Firstly, I use a function to transform words into word-embedding:
def text_to_array(text, embeddings_index):
empty_embed = np.zeros(EMBEDDING_LENGTH, dtype = np.float32)
text = text[:-1].split()[:MAX_TEXT_LENGTH]
embeds = []
for x in text:
em = embeddings_index.get(x)
if em is not None:
embeds.append(em)
embeds += [empty_embed] * (MAX_TEXT_LENGTH - len(embeds))
return np.array(embeds, dtype = np.float32)
But I noticed that it costs quite a few CPU resource while GPU usage is still low. The reason is simple: using single thread python to do search in dictionary is uneffective. We should use Embedding layer in Keras to put all word-embedding-table into GPU memory.
The code is not difficult to understand:
...
# word_index = tokenizer.word_index
nb_words = max(MAX_WORDS, len(word_index))
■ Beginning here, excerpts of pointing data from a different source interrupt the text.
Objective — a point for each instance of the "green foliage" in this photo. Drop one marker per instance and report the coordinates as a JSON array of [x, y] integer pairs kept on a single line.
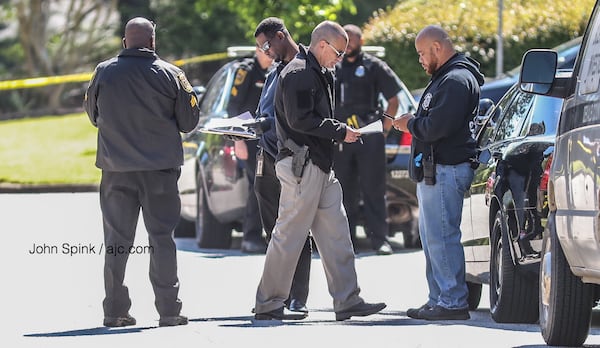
[[300, 16], [49, 150], [472, 25]]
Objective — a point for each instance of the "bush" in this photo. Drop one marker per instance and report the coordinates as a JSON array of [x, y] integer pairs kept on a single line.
[[472, 25]]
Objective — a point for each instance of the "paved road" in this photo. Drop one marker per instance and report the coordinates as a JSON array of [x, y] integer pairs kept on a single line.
[[52, 298]]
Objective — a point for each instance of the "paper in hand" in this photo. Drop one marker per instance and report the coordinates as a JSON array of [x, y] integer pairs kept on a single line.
[[373, 127]]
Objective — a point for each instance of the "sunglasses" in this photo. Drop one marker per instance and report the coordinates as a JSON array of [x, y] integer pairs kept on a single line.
[[337, 53], [266, 46]]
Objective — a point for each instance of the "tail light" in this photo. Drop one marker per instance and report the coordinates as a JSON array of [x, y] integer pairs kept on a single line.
[[546, 174], [405, 139]]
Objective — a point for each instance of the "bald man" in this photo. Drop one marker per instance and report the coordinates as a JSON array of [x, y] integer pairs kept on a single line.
[[311, 196], [140, 104], [443, 153]]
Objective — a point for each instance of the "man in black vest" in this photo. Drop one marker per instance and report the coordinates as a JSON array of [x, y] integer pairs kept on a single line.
[[360, 166]]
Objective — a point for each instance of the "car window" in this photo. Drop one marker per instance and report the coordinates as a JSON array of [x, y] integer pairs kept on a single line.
[[514, 116], [487, 131], [590, 62], [544, 118]]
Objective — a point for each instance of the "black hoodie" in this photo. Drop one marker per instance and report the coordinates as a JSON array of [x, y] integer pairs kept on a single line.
[[446, 108]]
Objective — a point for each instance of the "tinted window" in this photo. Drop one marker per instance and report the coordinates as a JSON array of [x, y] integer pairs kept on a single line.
[[544, 120], [487, 131], [215, 98], [512, 121]]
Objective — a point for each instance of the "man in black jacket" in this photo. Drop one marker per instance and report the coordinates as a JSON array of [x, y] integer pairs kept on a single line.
[[442, 150], [140, 103], [311, 196], [360, 167]]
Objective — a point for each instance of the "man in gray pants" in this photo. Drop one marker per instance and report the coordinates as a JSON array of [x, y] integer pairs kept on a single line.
[[311, 196], [140, 103]]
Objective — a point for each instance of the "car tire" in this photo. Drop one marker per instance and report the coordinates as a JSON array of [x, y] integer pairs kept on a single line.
[[210, 233], [566, 302], [513, 296], [185, 229], [474, 298]]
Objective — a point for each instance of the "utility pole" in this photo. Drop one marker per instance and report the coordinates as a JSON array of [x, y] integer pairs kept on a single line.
[[500, 42]]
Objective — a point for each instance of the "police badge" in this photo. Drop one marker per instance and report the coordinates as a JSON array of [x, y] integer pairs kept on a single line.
[[185, 84], [360, 71], [427, 101]]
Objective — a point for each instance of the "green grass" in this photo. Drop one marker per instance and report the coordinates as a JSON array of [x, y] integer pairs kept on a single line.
[[48, 150]]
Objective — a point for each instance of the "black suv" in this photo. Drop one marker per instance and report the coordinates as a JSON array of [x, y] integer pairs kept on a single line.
[[569, 280], [505, 209], [213, 185]]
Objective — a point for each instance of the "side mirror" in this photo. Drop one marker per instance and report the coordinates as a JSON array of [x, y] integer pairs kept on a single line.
[[537, 71]]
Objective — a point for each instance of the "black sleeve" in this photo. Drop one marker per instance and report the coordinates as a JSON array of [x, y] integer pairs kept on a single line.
[[90, 98], [240, 90], [300, 97], [386, 80]]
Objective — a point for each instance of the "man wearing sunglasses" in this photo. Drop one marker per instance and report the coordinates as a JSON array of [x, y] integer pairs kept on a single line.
[[311, 197], [244, 95], [360, 167]]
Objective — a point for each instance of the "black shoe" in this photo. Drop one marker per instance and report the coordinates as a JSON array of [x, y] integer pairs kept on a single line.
[[384, 249], [414, 312], [173, 321], [297, 306], [252, 247], [440, 313], [126, 320], [360, 310], [279, 314]]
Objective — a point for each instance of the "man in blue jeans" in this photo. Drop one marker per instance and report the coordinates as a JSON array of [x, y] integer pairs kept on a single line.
[[442, 153]]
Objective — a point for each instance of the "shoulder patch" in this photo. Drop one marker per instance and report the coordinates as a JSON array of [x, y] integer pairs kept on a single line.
[[185, 84], [240, 76]]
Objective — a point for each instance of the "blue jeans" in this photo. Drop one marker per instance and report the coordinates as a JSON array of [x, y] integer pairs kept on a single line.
[[440, 211]]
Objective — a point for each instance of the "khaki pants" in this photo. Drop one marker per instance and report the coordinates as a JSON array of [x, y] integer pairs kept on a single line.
[[311, 203]]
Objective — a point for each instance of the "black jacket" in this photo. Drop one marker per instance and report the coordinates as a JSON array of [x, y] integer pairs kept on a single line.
[[304, 109], [247, 86], [140, 103], [446, 108]]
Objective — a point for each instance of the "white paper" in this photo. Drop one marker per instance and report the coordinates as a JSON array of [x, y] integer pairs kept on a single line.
[[373, 127], [231, 126]]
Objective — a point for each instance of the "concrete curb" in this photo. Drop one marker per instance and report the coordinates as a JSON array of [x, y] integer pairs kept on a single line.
[[47, 188]]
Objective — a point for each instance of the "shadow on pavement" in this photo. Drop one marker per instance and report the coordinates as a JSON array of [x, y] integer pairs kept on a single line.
[[96, 331]]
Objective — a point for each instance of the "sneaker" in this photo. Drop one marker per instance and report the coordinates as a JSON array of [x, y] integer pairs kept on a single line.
[[173, 321], [252, 247], [360, 310], [440, 313], [126, 320], [280, 314], [384, 249], [414, 312]]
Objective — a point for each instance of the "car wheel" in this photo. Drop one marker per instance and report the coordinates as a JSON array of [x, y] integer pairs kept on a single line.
[[513, 296], [566, 302], [474, 295], [210, 233]]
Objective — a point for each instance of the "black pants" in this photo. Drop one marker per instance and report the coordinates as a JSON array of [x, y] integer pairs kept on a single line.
[[122, 194], [267, 190], [252, 226], [360, 168]]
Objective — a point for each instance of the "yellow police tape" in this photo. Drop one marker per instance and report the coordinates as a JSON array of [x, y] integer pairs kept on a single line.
[[84, 77]]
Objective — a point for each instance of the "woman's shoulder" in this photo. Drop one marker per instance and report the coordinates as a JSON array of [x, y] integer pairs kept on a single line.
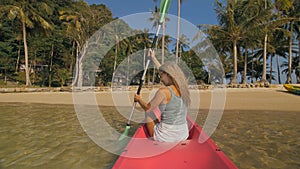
[[164, 90]]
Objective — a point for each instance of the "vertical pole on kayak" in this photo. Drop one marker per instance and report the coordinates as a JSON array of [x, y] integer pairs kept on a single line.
[[164, 7]]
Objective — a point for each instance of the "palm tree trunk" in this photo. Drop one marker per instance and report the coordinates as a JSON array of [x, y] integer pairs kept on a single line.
[[115, 59], [278, 70], [271, 68], [178, 30], [298, 68], [233, 80], [18, 60], [252, 68], [51, 64], [264, 75], [28, 83], [289, 75], [245, 67]]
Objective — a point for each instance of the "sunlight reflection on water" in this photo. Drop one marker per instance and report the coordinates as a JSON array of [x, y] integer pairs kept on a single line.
[[50, 136]]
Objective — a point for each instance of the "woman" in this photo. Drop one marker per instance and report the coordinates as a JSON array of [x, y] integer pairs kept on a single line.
[[173, 100]]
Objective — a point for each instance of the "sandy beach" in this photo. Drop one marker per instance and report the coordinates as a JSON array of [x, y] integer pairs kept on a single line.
[[275, 98]]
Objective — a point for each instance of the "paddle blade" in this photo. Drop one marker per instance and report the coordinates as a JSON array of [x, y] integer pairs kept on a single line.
[[164, 7], [125, 133]]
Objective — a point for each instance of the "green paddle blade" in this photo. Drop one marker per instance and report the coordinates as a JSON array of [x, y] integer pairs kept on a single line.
[[125, 133], [164, 7]]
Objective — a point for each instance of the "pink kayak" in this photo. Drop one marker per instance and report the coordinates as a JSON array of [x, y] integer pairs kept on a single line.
[[194, 153]]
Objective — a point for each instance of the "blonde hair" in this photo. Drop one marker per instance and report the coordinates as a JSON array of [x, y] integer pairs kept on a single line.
[[178, 80]]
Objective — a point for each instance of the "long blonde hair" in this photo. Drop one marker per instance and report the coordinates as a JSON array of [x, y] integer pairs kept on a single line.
[[178, 79]]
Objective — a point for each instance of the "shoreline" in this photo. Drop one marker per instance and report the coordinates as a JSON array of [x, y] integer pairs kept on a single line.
[[269, 99]]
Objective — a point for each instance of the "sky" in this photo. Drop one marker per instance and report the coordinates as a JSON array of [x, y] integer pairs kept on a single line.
[[195, 11]]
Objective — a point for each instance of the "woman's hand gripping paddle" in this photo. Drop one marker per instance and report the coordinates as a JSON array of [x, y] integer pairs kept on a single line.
[[164, 7]]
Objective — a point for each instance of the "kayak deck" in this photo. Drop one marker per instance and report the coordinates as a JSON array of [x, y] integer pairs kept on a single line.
[[143, 152], [292, 88]]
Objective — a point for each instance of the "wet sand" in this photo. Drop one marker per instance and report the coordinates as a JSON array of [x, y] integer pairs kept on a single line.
[[271, 99], [259, 127]]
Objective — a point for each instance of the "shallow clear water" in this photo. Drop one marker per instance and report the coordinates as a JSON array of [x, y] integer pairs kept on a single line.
[[50, 136]]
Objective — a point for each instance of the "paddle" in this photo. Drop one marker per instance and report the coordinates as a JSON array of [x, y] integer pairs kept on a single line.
[[164, 7]]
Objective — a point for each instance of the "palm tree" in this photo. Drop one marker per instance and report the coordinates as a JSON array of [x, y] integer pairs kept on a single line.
[[178, 27], [237, 20], [29, 14], [78, 30]]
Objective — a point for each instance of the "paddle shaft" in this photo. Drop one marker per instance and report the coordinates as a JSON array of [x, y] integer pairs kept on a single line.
[[144, 74]]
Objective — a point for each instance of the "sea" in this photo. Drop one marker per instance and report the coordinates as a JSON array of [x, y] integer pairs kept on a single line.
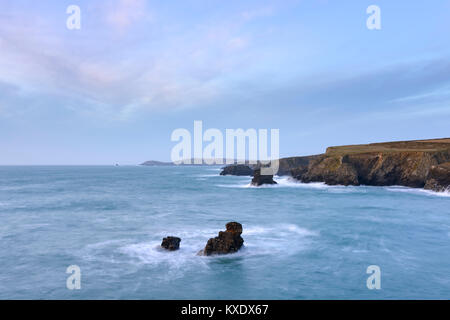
[[302, 241]]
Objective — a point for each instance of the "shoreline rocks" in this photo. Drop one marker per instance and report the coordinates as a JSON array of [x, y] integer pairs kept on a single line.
[[259, 180], [171, 243], [237, 170], [229, 241]]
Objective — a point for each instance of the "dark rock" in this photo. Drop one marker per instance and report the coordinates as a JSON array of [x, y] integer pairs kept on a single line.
[[439, 178], [259, 180], [405, 163], [171, 243], [237, 170], [228, 241]]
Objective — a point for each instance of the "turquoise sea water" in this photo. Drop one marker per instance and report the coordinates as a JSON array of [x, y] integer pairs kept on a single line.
[[302, 241]]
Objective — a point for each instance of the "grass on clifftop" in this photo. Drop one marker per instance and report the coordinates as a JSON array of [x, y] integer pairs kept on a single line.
[[397, 146]]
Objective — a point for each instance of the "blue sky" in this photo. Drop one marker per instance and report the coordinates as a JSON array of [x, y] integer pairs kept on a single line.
[[113, 91]]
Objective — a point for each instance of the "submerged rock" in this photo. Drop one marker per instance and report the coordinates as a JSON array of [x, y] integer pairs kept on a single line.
[[228, 241], [171, 243], [237, 170], [439, 178], [259, 180]]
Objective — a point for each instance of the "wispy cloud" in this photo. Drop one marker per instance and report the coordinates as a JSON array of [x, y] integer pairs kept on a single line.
[[121, 14]]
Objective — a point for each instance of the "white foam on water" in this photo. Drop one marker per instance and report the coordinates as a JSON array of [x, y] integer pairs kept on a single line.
[[418, 191], [259, 240]]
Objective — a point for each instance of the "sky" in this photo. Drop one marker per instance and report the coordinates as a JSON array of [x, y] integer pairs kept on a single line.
[[114, 90]]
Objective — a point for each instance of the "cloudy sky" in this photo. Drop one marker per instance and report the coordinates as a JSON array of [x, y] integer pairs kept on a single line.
[[113, 91]]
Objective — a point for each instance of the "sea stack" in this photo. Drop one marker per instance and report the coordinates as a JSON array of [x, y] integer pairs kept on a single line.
[[228, 241], [259, 180], [171, 243], [237, 170]]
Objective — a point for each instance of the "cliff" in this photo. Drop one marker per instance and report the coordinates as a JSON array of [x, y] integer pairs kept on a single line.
[[418, 164], [405, 163]]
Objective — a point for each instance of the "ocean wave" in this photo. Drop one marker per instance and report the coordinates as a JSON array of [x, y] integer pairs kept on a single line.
[[417, 191], [259, 240]]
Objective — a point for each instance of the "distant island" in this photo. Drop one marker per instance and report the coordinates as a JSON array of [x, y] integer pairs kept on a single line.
[[416, 163]]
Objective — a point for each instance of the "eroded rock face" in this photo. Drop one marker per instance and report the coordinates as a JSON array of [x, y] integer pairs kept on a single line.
[[259, 180], [439, 178], [171, 243], [407, 168], [237, 170], [228, 241]]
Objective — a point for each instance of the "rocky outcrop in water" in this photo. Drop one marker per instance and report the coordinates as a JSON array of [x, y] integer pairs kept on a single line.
[[439, 178], [237, 170], [228, 241], [171, 243], [259, 180]]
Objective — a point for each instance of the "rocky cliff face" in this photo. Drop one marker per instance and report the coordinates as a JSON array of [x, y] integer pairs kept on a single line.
[[439, 178], [397, 163], [418, 164]]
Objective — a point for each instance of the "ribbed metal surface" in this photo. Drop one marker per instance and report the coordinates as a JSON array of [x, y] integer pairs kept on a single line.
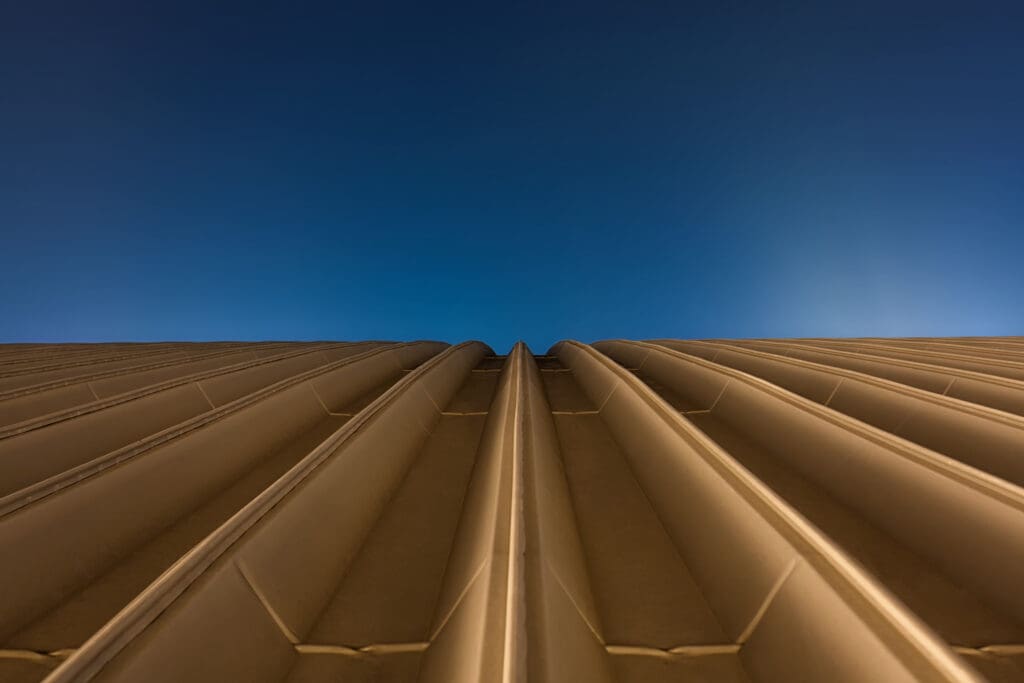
[[671, 510]]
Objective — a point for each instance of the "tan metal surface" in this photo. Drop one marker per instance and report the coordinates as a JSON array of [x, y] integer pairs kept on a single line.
[[623, 512]]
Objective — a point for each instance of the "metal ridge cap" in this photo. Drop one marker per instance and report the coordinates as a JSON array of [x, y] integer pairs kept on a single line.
[[111, 358], [95, 406], [977, 410], [134, 617], [928, 352], [41, 489], [117, 372], [913, 365], [795, 527], [1008, 493]]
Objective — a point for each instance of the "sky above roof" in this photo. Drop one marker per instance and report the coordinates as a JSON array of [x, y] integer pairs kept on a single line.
[[504, 171]]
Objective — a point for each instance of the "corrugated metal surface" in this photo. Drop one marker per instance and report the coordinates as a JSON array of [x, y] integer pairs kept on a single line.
[[721, 510]]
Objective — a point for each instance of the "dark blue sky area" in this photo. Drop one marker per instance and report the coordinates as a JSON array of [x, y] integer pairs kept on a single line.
[[504, 170]]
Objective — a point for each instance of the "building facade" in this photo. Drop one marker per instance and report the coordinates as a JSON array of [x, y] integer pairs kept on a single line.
[[623, 511]]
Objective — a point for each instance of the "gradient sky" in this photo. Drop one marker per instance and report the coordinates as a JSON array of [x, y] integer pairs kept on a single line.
[[506, 170]]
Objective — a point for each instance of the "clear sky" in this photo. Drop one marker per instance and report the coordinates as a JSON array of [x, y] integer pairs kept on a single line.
[[506, 170]]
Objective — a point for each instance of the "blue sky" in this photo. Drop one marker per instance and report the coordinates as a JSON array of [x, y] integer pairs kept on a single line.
[[510, 170]]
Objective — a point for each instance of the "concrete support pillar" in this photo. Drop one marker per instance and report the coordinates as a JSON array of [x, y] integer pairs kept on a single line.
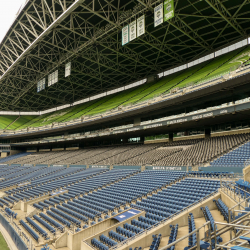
[[137, 121]]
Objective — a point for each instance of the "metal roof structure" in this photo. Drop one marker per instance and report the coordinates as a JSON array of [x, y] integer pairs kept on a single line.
[[47, 34]]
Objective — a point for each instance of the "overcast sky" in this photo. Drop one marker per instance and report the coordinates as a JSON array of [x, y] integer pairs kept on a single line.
[[8, 11]]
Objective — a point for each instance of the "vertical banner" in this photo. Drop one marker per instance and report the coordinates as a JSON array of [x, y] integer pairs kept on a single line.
[[41, 85], [68, 69], [56, 76], [125, 35], [53, 78], [50, 80], [132, 31], [168, 9], [158, 13], [140, 25]]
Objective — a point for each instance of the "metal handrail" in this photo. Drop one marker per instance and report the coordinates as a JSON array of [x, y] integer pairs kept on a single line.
[[184, 237]]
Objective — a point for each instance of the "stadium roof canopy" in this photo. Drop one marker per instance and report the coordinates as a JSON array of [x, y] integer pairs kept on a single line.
[[49, 33]]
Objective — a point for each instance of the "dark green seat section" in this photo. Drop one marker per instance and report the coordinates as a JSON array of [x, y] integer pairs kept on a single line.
[[202, 72], [6, 120]]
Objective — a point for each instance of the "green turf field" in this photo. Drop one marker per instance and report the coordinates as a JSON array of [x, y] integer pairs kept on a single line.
[[3, 244]]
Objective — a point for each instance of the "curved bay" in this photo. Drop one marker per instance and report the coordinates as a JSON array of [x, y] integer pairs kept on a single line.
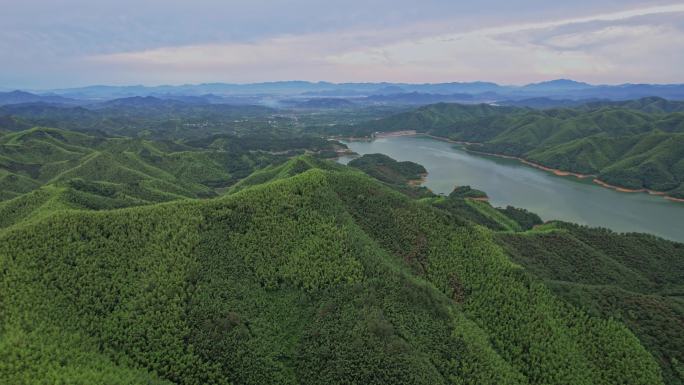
[[509, 182]]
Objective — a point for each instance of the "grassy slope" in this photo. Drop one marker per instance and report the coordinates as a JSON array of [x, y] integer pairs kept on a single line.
[[636, 144], [635, 278], [322, 276]]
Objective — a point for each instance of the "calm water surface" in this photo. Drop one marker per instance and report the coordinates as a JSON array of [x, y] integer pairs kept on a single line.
[[509, 182]]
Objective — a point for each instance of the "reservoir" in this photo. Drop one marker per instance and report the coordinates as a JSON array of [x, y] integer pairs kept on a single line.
[[510, 182]]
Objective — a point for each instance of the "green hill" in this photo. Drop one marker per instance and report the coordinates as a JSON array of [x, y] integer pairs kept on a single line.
[[112, 172], [635, 144], [634, 278], [305, 275]]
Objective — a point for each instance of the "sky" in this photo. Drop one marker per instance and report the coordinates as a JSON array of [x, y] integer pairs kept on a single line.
[[67, 43]]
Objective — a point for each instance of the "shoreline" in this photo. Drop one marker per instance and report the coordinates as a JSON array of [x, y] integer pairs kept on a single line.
[[554, 171], [419, 181]]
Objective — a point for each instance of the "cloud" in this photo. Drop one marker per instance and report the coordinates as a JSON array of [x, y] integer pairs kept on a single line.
[[613, 47], [171, 41]]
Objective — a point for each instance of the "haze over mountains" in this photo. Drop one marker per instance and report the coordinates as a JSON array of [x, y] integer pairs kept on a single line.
[[549, 93]]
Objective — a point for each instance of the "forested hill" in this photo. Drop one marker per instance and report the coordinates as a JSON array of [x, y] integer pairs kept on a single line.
[[45, 168], [636, 144], [310, 273]]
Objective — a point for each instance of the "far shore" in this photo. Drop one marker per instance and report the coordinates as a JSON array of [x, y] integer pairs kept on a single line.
[[521, 160]]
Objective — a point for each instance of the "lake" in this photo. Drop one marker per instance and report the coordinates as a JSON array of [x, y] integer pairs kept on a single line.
[[509, 182]]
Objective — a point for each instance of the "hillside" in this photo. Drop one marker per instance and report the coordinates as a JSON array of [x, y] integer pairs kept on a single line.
[[634, 278], [45, 168], [634, 144], [324, 275]]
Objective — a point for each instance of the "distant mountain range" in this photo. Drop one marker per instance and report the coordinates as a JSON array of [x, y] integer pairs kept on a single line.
[[554, 93]]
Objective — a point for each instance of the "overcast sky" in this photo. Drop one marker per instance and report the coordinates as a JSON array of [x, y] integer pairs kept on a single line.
[[64, 43]]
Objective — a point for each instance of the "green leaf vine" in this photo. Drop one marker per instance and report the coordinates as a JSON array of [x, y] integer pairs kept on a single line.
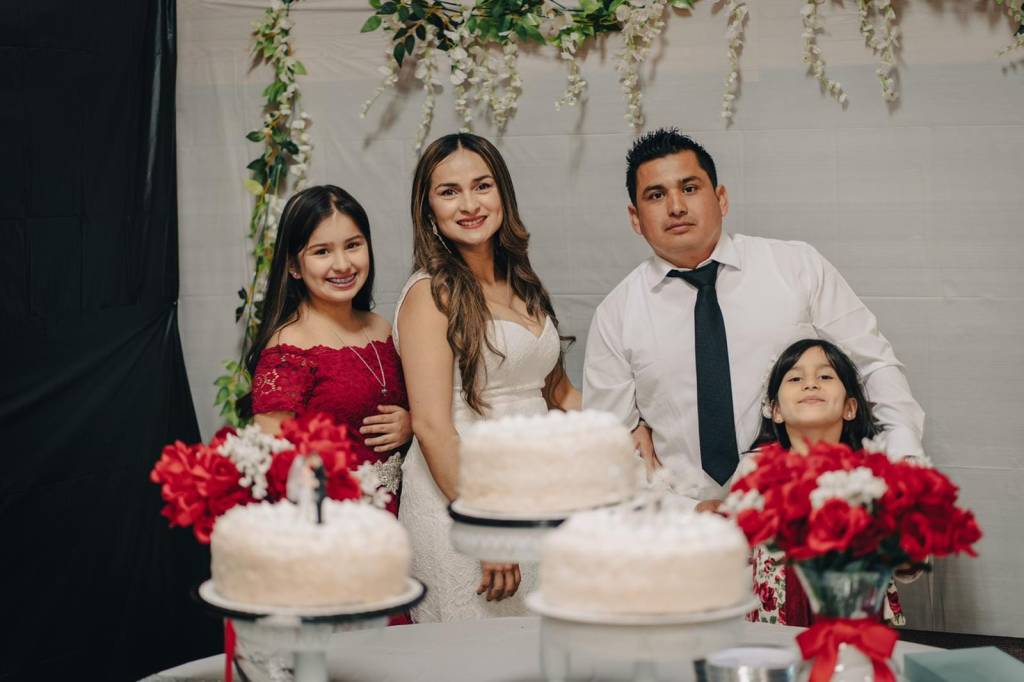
[[281, 167]]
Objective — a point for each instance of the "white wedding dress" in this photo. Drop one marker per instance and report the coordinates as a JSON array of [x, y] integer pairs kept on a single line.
[[513, 386]]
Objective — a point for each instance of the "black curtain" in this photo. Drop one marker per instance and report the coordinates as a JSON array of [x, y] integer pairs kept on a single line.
[[92, 381]]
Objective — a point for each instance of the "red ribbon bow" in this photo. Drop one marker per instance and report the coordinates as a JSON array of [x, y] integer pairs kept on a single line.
[[228, 649], [821, 642]]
embedding_matrix = np.random.normal(emb_mean, emb_std, (nb_words, embed_size))
for word, i in tqdm(word_index.items()):
if i >= nb_words: continue
embedding_vector = embeddings_index.get(word)
if embedding_vector is not None: embedding_matrix[i] = embedding_vector
...
inp = Input(shape = (MAX_TEXT_LENGTH,))
net = Embedding(embedding_matrix.shape[0], EMBEDDING_LENGTH, weights=[embedding_matrix], trainable = False)(inp)
...
This time, the program run two times faster than before. Using GPU memory (GDDR) to find word embedding is the right way.